In seinem jüngsten Buch „Mission Failure. America and the World in the Post-Cold War Era“ schreibt Michael Mandelbaum, Professor für amerikanische Außenpolitik an der Johns Hopkins University School for Advanced International Studies in Washington D.C, dazu folgendes:

„Obwohl die amerikanische Regierung im Einklang mit den Vereinten Nationen vom Iran ursprünglich gefordert hatte, all seine bedrohlichen Aktivitäten, einschließlich der Urananreicherung … einzustellen, stritten die beiden Seiten im Jahr 2014 darüber, wie groß die Urananreicherungskapazität sein dürfe, die dem Iran erlaubt werde – die Vereinigten Staaten hatten sich von der Forderung nach einem Stopp der Anreicherung verabschiedet.

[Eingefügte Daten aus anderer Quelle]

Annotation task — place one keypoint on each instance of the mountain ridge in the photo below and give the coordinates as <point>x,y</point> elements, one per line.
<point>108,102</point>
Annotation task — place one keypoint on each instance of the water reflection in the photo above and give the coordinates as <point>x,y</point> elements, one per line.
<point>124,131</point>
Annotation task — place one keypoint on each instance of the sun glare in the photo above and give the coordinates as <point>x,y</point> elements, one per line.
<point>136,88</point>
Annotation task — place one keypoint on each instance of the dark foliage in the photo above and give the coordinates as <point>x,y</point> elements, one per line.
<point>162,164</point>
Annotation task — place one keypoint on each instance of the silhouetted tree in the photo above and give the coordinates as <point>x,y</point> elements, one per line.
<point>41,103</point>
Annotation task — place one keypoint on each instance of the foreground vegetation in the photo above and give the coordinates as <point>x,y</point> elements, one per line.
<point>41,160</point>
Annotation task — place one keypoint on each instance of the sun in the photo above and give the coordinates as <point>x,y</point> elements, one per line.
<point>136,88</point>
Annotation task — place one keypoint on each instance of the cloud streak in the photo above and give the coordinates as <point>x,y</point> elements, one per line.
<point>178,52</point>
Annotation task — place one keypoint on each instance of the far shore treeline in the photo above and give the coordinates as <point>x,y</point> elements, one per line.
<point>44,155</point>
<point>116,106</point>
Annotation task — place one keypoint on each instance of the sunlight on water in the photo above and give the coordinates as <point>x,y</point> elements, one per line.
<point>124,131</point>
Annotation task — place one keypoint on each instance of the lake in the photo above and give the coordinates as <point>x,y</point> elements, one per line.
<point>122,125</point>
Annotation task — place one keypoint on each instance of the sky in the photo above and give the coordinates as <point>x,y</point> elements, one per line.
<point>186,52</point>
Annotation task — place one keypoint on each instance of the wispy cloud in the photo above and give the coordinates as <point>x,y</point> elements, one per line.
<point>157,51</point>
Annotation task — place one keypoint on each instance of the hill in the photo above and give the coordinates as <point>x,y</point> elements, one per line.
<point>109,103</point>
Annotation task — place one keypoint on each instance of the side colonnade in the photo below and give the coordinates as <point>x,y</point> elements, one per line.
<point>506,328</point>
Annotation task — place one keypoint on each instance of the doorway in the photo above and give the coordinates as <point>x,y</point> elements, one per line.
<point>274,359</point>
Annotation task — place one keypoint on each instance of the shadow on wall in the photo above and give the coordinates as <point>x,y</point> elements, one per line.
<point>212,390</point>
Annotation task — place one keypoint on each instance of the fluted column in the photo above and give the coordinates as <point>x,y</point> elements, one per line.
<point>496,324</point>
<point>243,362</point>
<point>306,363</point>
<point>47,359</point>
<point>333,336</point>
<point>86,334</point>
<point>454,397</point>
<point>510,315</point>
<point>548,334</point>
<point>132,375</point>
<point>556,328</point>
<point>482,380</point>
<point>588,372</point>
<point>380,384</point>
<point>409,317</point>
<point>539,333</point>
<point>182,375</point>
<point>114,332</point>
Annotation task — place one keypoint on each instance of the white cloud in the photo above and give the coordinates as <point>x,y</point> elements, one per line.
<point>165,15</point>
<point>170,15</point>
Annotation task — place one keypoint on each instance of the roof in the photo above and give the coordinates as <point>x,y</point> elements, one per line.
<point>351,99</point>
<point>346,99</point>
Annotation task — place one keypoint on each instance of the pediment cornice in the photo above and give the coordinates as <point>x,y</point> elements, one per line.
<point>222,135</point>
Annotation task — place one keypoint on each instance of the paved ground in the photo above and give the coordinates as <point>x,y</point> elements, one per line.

Ihre Kapitulation in diesem kritischen Punkt besiegelte einen Bruch mit vier Jahrzehnten amerikanischer und globaler Nichtweiterverbreitungspolitik. Seit Mitte der 1970er-Jahre vertraten die USA und andere Länder den Standpunkt, dass es Nicht-Atomwaffenstaaten nicht erlaubt sein solle, Urananreicherungsanlagen zu betreiben, da diese für die Herstellung vom Atomwaffen benutzt werden könnten. Eine amerikanische Administration nach der anderen bestand darauf, dass sogar demokratische, den USA wohlgesonnene Regierungen auf Urananreicherung verzichten mussten.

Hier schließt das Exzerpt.